I have four riggit galloway heifers and two belties, and I was originally hoping to find a riggit bull. I think riggits are beautiful and I love their historical significance, but riggit bulls are not easy to come by, and in their current form would not necessarily guarantee a riggit calf. The resurgence in riggit galloways over the last twenty years seems to have stemmed from a handful of strange genetic throwbacks which cropped up after more than a Century of absence. A few belted galloways suddenly gave birth to riggit calves, providing an extraordinary window into the past, and showing that all kinds of ancient DNA is lurking beneath the surface. Crossing my riggits with a beltie bull will probably produce “mismarked” calves which are beautiful but which do not conform to breed standards. But there is also a chance that they might have riggit calves, beltie calves or a colour form I hadn’t even imagined – it’s part of the excitement of the whole process!
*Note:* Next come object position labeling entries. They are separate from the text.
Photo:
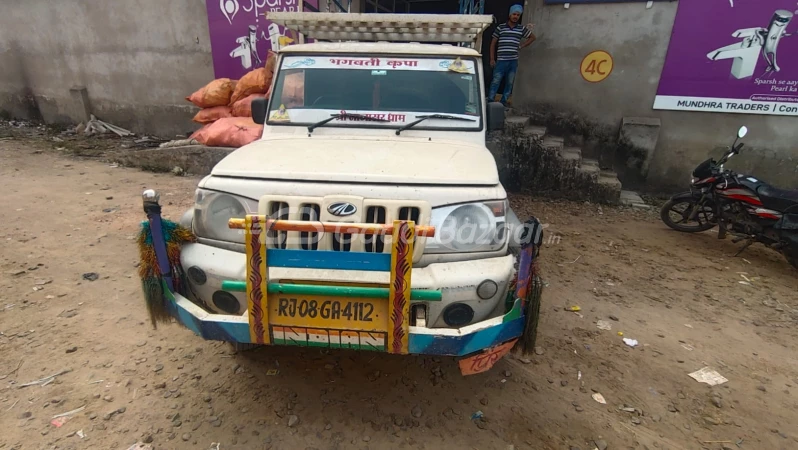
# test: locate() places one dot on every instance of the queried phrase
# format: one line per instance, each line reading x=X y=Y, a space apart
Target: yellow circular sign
x=596 y=66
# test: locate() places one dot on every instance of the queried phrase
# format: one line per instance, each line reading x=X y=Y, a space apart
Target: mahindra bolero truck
x=369 y=215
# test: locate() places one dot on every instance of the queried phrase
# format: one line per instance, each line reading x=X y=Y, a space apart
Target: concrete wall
x=637 y=38
x=138 y=59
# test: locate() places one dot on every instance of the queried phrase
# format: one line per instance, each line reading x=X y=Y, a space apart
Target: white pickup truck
x=364 y=133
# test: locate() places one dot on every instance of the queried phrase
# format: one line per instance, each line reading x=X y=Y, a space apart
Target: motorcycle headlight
x=470 y=227
x=212 y=211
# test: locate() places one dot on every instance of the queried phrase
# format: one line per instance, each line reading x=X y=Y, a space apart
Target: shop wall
x=637 y=37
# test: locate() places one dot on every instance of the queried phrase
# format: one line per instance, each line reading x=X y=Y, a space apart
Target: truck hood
x=362 y=160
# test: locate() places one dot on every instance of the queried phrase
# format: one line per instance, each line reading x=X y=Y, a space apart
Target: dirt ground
x=684 y=298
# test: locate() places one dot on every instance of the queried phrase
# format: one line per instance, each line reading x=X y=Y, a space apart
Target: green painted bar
x=335 y=291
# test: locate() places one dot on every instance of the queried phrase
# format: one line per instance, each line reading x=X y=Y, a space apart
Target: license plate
x=335 y=322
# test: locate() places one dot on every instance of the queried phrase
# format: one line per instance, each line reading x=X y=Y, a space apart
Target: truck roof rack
x=461 y=28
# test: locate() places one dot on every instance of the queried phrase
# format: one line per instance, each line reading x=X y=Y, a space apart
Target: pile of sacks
x=227 y=108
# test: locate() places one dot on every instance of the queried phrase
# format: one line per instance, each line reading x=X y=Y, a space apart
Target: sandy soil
x=679 y=295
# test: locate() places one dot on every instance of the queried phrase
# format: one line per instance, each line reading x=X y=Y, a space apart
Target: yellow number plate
x=340 y=313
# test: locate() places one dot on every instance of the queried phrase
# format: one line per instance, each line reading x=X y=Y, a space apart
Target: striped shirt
x=509 y=41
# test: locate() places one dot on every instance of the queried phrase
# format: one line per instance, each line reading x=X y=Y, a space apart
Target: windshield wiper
x=343 y=116
x=431 y=116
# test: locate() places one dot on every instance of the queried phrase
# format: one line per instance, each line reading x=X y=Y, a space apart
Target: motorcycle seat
x=782 y=200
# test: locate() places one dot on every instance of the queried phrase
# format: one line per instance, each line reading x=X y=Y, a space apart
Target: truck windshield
x=398 y=90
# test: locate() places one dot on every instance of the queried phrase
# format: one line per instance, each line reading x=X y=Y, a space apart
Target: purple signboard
x=241 y=36
x=732 y=56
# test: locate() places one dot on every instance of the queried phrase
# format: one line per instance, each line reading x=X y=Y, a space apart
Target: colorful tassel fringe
x=152 y=283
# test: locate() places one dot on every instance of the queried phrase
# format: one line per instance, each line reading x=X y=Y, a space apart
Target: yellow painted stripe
x=264 y=273
x=399 y=297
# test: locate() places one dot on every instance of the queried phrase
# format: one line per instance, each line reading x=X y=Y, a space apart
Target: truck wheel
x=532 y=314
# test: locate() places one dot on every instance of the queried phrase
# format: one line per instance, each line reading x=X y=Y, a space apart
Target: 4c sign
x=596 y=66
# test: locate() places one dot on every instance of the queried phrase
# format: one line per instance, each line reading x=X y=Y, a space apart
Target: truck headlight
x=469 y=227
x=212 y=211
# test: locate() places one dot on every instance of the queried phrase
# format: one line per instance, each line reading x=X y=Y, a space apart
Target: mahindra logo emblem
x=342 y=209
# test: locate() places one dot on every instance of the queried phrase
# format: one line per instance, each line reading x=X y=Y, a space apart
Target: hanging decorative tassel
x=528 y=285
x=159 y=242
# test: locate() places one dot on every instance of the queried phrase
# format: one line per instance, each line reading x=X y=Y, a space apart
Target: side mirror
x=259 y=110
x=495 y=116
x=742 y=132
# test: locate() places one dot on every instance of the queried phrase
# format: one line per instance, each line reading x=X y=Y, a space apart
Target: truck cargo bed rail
x=453 y=28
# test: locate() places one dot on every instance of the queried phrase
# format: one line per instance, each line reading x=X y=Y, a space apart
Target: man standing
x=504 y=52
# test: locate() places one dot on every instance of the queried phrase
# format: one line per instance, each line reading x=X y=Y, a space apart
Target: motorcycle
x=738 y=204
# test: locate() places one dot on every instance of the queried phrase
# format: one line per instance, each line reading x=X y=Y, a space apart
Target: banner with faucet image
x=732 y=56
x=241 y=36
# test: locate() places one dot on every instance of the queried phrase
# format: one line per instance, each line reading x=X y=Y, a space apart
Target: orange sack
x=215 y=93
x=229 y=132
x=243 y=107
x=257 y=81
x=209 y=115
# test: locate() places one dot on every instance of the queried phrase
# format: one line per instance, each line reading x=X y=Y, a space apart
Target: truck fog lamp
x=458 y=314
x=487 y=289
x=197 y=275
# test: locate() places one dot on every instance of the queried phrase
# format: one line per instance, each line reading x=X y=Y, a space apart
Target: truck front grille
x=312 y=210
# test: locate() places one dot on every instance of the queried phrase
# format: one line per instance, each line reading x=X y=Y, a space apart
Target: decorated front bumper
x=421 y=340
x=373 y=318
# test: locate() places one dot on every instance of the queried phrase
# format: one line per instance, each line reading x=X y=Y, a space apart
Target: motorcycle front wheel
x=676 y=214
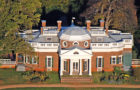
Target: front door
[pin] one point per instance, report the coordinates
(75, 68)
(99, 64)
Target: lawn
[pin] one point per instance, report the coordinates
(10, 76)
(53, 78)
(61, 88)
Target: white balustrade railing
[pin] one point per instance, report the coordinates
(136, 62)
(7, 61)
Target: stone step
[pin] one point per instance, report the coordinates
(20, 67)
(76, 79)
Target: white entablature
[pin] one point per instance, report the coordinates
(76, 54)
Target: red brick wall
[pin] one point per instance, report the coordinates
(42, 57)
(107, 56)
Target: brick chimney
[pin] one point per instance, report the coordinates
(106, 30)
(102, 23)
(43, 23)
(88, 24)
(41, 30)
(59, 22)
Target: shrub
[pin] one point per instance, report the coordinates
(35, 76)
(136, 73)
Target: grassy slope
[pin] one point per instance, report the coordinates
(61, 88)
(10, 76)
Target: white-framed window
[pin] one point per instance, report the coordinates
(93, 44)
(75, 43)
(99, 39)
(85, 65)
(34, 61)
(114, 44)
(55, 44)
(113, 60)
(42, 44)
(49, 44)
(86, 43)
(127, 40)
(119, 59)
(100, 44)
(75, 66)
(65, 43)
(99, 61)
(49, 61)
(65, 65)
(106, 44)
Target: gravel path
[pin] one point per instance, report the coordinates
(68, 85)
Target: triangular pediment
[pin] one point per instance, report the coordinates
(76, 51)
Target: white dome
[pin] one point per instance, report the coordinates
(75, 33)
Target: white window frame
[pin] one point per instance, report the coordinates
(65, 64)
(85, 43)
(75, 42)
(120, 61)
(101, 60)
(33, 59)
(64, 44)
(112, 60)
(48, 63)
(99, 39)
(42, 44)
(86, 60)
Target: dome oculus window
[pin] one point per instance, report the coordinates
(76, 43)
(65, 44)
(86, 43)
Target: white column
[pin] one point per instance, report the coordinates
(71, 66)
(61, 67)
(24, 59)
(80, 67)
(89, 67)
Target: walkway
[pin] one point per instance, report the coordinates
(68, 85)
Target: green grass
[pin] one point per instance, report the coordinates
(61, 88)
(10, 76)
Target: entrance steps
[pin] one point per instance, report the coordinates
(20, 67)
(76, 79)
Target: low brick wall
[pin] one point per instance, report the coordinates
(76, 79)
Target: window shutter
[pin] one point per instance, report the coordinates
(110, 60)
(66, 65)
(122, 59)
(37, 59)
(46, 61)
(117, 60)
(103, 62)
(96, 62)
(26, 60)
(52, 62)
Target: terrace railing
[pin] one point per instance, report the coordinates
(7, 61)
(136, 62)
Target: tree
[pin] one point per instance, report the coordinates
(16, 15)
(136, 73)
(117, 14)
(50, 5)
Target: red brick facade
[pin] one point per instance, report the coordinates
(106, 55)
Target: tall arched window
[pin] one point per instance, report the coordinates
(65, 43)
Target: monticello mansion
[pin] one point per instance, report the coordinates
(76, 50)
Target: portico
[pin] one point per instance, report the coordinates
(75, 62)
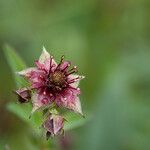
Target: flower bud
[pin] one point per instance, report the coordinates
(23, 95)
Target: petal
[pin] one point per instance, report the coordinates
(40, 101)
(72, 102)
(46, 61)
(24, 95)
(64, 65)
(58, 124)
(27, 72)
(44, 56)
(75, 105)
(75, 80)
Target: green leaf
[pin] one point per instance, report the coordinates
(74, 121)
(24, 112)
(16, 64)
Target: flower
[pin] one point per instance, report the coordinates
(24, 95)
(53, 83)
(53, 125)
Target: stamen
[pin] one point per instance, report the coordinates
(50, 65)
(67, 66)
(73, 70)
(61, 61)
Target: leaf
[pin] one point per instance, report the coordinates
(24, 112)
(74, 121)
(16, 64)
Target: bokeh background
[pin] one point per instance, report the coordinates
(109, 40)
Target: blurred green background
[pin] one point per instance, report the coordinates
(109, 40)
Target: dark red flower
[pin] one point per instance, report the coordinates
(24, 95)
(53, 83)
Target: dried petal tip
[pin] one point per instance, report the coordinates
(53, 125)
(24, 95)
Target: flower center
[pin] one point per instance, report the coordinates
(56, 81)
(57, 78)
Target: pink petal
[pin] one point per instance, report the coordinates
(24, 95)
(40, 100)
(64, 65)
(27, 72)
(76, 79)
(71, 102)
(58, 124)
(44, 61)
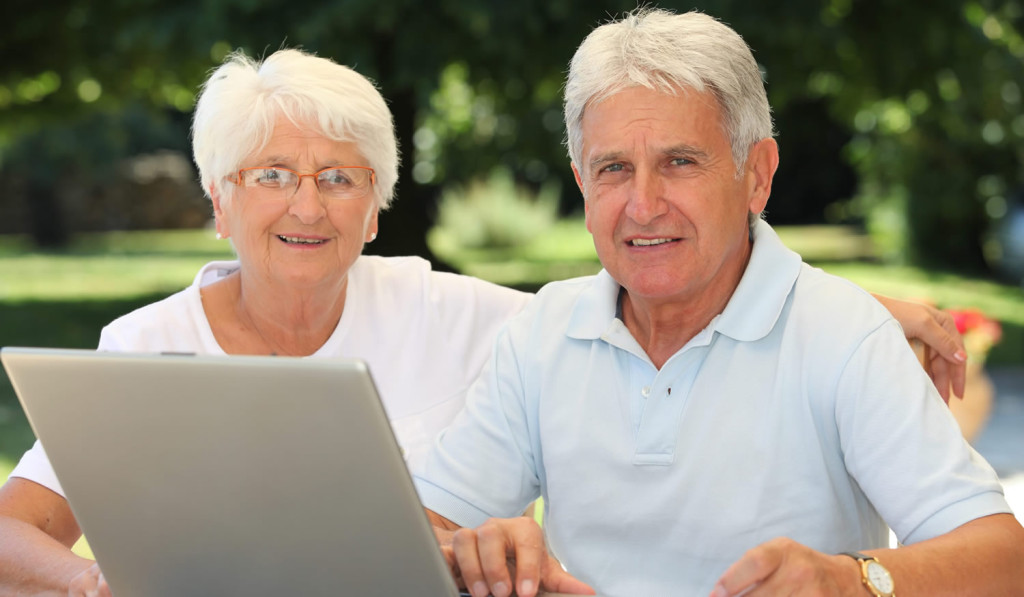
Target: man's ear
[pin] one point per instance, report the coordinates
(762, 162)
(583, 192)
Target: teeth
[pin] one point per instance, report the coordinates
(299, 241)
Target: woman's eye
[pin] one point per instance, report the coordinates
(336, 177)
(269, 175)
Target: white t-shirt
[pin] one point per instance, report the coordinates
(425, 336)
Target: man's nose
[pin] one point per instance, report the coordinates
(647, 200)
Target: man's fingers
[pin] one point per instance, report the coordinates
(495, 546)
(939, 370)
(468, 561)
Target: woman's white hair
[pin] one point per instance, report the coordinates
(670, 53)
(243, 98)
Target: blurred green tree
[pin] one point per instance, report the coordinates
(912, 107)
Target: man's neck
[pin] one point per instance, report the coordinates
(664, 326)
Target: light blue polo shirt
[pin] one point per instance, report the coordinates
(799, 412)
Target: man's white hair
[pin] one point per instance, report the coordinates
(670, 53)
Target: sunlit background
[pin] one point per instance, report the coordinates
(900, 123)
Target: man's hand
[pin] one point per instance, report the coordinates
(484, 560)
(944, 356)
(90, 583)
(783, 566)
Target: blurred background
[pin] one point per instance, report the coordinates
(900, 125)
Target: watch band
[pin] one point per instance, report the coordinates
(865, 562)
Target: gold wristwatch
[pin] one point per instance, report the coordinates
(875, 577)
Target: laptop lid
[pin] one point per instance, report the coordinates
(230, 475)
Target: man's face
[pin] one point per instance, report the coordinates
(665, 205)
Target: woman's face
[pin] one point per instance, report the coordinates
(305, 239)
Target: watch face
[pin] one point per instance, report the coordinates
(880, 578)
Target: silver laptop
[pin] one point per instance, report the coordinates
(240, 475)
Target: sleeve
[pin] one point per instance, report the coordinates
(483, 465)
(903, 446)
(472, 311)
(35, 466)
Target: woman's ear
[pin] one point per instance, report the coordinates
(218, 213)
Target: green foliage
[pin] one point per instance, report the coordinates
(494, 213)
(925, 96)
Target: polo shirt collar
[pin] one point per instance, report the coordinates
(764, 289)
(751, 313)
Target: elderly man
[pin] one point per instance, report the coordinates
(708, 415)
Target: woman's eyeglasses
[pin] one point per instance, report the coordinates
(336, 182)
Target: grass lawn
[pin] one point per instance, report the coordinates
(64, 298)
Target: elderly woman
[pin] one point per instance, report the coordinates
(298, 157)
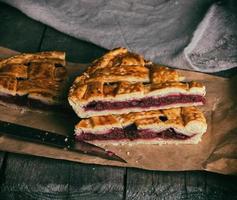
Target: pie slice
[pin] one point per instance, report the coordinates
(122, 82)
(170, 126)
(33, 80)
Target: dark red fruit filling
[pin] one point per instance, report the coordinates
(133, 134)
(144, 102)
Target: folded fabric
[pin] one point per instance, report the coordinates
(198, 35)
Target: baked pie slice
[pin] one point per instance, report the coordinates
(170, 126)
(33, 80)
(122, 82)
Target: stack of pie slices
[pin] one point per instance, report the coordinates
(128, 100)
(33, 80)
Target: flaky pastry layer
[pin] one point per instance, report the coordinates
(188, 121)
(38, 76)
(121, 76)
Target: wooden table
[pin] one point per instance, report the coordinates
(31, 177)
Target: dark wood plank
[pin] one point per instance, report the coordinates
(77, 50)
(221, 187)
(92, 182)
(86, 181)
(155, 185)
(195, 183)
(19, 32)
(35, 178)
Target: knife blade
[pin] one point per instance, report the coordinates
(55, 140)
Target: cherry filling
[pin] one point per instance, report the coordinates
(144, 102)
(120, 134)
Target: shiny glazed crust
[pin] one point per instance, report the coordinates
(40, 76)
(189, 121)
(120, 76)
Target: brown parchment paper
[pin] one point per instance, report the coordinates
(217, 152)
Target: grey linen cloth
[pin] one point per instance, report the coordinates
(200, 35)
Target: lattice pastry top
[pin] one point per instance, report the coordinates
(36, 76)
(121, 77)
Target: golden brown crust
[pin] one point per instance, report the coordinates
(188, 121)
(121, 75)
(39, 75)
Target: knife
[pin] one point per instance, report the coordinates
(55, 140)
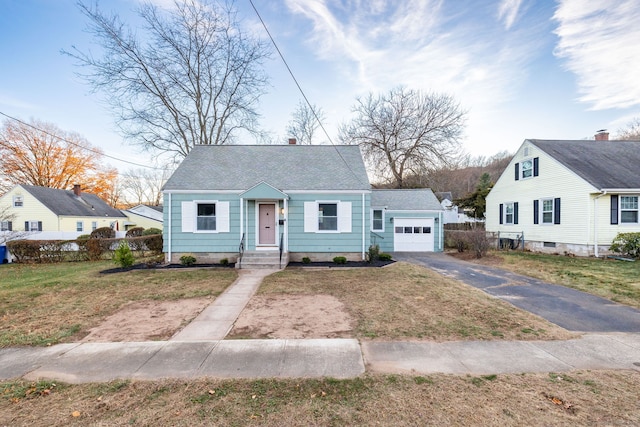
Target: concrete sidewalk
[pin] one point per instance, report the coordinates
(313, 358)
(215, 321)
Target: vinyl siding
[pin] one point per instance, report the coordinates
(31, 210)
(385, 241)
(554, 181)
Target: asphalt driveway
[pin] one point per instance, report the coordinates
(569, 308)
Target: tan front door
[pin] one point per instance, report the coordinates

There are moments in this blog’s story (as it enters its eighth year) that I have to wonder what I am doing and how I arrived at this point. What began as a simple obsession with black grouse has branched into an entire life dominated by farming, conservation and the countryside. Perhaps this latest twist seems like a deviation, but I am reassured that it is actually more like a broadening. I have more questions than I ever did about the countryside, and every answer sheds fractionally more light on the birds and the landscape which started it all off in the autumn of 2009.